Parts of Scotland Have Slowest Internet Speeds in UK
22 January 2019, 07:20 | Updated: 22 January 2019, 07:37
Parts of Scotland receive the worst broadband connection in the UK, according to new research.
A study by consumer group Which? evaluated the broadband speed in local authority areas across Scotland, England and Wales.
Four areas were listed bottom of a list of 32 Scottish local authorities for the standard of broadband connection.
Orkney (at 3Mbps), Shetland (6.7Mbps), Argyll and Bute (7Mbps) and Moray (7.1Mbps) were also recorded as having the slowest internet connections in the UK.
The research by Which? suggests internet users in some of these areas could struggle to carry out online banking or to use streaming services due to slow internet.
Also lagging behind were the Highlands (8.9Mbps), Borders (9.3Mbps), Aberdeenshire (10.1Mbps), Perth and Kinross (10.1Mbps) and Na h-Eilean Siar (11.5Mbps).
The analysis indicated the fastest local authority in Scotland, and the third fastest in the UK, for broadband speed was West Dunbartonshire, with an average 29.6Mpbs.
The findings suggest that downloading a film in Orkney would take around seven times longer than it would in West Dunbartonshire.
Other areas in Scotland which receive a faster connection include Inverclyde (26.9Mbps), Dundee City (23.1Mbps), North Lanarkshire (22Mbps) and East Renfrewshire (21.4Mbps).
The UK Government pledged to ensure a bare minimum connection speed of 10 megabits per second across the country by 2020.
The consumer group's data also suggests that six of the 15 UK local authority areas that are currently failing to reach 10 megabits per second are in Scotland.

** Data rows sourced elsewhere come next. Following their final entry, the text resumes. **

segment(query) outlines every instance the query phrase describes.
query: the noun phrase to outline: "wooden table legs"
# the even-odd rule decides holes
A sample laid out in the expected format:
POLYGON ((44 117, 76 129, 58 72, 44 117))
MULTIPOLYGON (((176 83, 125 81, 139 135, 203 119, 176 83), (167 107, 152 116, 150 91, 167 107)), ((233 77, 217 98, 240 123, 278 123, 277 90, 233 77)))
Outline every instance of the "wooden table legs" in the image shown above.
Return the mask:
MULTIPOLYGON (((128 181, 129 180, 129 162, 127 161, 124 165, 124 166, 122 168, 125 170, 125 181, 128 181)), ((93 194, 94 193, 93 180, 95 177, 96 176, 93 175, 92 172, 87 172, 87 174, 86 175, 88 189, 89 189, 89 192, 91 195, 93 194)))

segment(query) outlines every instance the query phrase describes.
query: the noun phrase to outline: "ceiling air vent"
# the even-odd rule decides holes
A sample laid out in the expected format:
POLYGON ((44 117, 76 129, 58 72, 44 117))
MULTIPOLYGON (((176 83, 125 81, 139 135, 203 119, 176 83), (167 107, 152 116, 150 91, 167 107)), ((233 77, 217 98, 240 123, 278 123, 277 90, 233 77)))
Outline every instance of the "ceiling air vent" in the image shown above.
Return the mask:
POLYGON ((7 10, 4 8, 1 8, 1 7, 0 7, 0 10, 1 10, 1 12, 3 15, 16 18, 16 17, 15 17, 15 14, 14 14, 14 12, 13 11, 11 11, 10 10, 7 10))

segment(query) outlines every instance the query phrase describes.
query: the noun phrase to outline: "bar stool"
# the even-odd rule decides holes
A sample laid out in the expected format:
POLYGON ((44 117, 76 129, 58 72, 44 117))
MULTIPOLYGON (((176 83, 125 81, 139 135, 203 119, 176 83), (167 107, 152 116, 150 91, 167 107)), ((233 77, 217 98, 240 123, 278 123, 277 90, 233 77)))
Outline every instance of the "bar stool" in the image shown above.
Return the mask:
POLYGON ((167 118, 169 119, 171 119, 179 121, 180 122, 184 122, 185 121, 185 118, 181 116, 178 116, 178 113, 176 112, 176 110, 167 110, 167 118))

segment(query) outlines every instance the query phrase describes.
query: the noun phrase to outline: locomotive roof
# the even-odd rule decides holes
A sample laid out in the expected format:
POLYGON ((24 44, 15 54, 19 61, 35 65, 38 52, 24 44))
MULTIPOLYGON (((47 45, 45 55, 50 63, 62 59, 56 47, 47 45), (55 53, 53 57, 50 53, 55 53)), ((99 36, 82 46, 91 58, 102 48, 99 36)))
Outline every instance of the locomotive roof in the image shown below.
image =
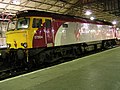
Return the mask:
POLYGON ((37 10, 24 10, 19 11, 16 13, 16 16, 19 17, 26 17, 26 16, 41 16, 41 17, 51 17, 53 19, 59 19, 59 20, 76 20, 81 21, 83 23, 95 23, 95 24, 104 24, 104 25, 112 25, 112 23, 102 20, 90 20, 88 18, 82 18, 78 16, 71 16, 71 15, 63 15, 63 14, 57 14, 57 13, 51 13, 51 12, 45 12, 45 11, 37 11, 37 10))

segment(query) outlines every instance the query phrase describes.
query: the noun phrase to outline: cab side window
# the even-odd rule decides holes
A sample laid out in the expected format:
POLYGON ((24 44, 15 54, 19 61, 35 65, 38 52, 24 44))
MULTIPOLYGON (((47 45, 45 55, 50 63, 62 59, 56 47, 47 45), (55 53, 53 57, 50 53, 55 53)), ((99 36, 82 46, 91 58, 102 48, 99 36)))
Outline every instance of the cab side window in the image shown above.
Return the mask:
POLYGON ((40 18, 33 19, 33 25, 32 25, 33 28, 41 28, 41 25, 42 25, 42 19, 40 18))
POLYGON ((51 28, 51 20, 50 19, 45 19, 45 27, 51 28))

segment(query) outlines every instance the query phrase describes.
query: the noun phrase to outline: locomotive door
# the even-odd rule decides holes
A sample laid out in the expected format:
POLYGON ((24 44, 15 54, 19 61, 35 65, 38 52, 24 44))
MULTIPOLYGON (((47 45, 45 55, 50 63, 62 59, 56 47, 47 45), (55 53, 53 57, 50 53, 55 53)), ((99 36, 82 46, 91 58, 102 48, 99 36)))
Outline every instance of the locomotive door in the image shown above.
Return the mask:
POLYGON ((46 45, 47 47, 53 46, 53 32, 51 19, 45 19, 45 31, 46 31, 46 45))

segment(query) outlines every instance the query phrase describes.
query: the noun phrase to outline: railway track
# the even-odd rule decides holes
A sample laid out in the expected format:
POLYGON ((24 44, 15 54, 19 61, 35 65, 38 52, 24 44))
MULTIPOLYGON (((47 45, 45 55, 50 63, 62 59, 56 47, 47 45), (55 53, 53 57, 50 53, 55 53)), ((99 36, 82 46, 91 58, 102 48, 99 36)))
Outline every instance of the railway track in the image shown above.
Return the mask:
MULTIPOLYGON (((109 48, 110 49, 110 48, 109 48)), ((104 49, 104 50, 108 50, 108 49, 104 49)), ((66 57, 61 57, 59 58, 60 60, 56 60, 56 62, 52 62, 52 63, 44 63, 42 64, 41 66, 36 66, 36 65, 30 65, 28 64, 27 66, 6 66, 5 64, 2 64, 2 62, 0 62, 0 80, 4 80, 4 79, 7 79, 7 78, 11 78, 11 77, 15 77, 15 76, 18 76, 18 75, 21 75, 21 74, 25 74, 25 73, 28 73, 28 72, 32 72, 32 71, 35 71, 35 70, 38 70, 38 69, 42 69, 42 68, 46 68, 46 67, 50 67, 50 66, 53 66, 53 65, 57 65, 57 64, 60 64, 60 63, 63 63, 63 62, 67 62, 67 61, 71 61, 71 60, 74 60, 74 59, 77 59, 77 58, 80 58, 80 57, 84 57, 84 56, 87 56, 87 55, 91 55, 91 54, 95 54, 95 53, 99 53, 99 52, 102 52, 104 50, 97 50, 97 51, 89 51, 87 53, 82 53, 82 55, 80 56, 66 56, 66 57)))

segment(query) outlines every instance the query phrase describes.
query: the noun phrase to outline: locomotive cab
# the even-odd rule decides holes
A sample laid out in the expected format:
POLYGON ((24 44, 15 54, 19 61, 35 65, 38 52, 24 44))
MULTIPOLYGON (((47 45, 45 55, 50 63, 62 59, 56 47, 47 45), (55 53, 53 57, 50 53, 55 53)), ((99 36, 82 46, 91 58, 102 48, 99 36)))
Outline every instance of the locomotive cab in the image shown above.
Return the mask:
POLYGON ((6 33, 9 48, 27 48, 27 33, 30 29, 30 18, 19 18, 8 25, 6 33))

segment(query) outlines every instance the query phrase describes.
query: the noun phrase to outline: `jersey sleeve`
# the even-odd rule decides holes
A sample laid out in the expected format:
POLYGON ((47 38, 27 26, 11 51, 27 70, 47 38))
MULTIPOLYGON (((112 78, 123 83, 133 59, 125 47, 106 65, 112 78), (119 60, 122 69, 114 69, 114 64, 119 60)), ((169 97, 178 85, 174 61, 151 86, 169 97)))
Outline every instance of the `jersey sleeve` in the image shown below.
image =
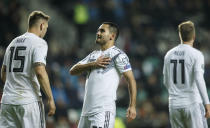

The Scottish Government has said it will ensure that all of Scotland has access to superfast broadband (speeds greater than 30Mbps) by 2021 - the "Reaching 100%" (R100) commitment.
Alex Neill, Which? managing director, said: "It's incredibly frustrating that so many Scots are still struggling to get a good broadband connection when so many of us rely heavily on the internet to carry out important everyday tasks.
"The Scottish Government must now press ahead with plans to provide 100% of the homes in Scotland with a decent broadband connection and make sure that no-one is at a disadvantage because of where they live."
Scottish Labour's infrastructure, connectivity and transport spokesman Colin Smyth said: "Scotland faces a digital divide with swathes of rural areas unable to access decent broadband.
"As this report exposes, the SNP's roll-out of fibre broadband has failed to deliver, with many rural areas receiving super-slow broadband rather than super-fast.
"It's time we had a clear strategy to properly connect Scotland's rural communities or they risk continuing to be left behind by the failure of both the Scottish and UK governments."
Liberal Democrat MP for Orkney and Shetland Alistair Carmichael said: "These figures will make difficult reading for both of Scotland's governments as they show the digital divide between the Northern Isles and the central belt is getting wider, not narrower.
"The Scottish Government are about to launch their procurement for the next phase of broadband roll-out and anything other than a focus on Scotland's rural and islands communities would be a betrayal of their commitments to deliver reliable superfast broadband across the country."
Paul Wheelhouse, minister for energy, connectivity and the islands, said: "This report highlights what we already know - that it is more challenging to deliver and upgrade broadband infrastructure in rural areas.
"Our R100 programme is a plan to extend superfast broadband access to every home and business in the country in Scotland, and we have focused procurement for R100 in rural areas, where it is needed most.
"A total of 93% of homes and businesses across Scotland already have access to superfast broadband and we are investing £600 million to go further.
"R100 is the only programme of its kind in the UK and will deliver a future-proofed, national fibre network that will make rural Scotland one of the best-connected places anywhere in Europe, underpinning future economic growth."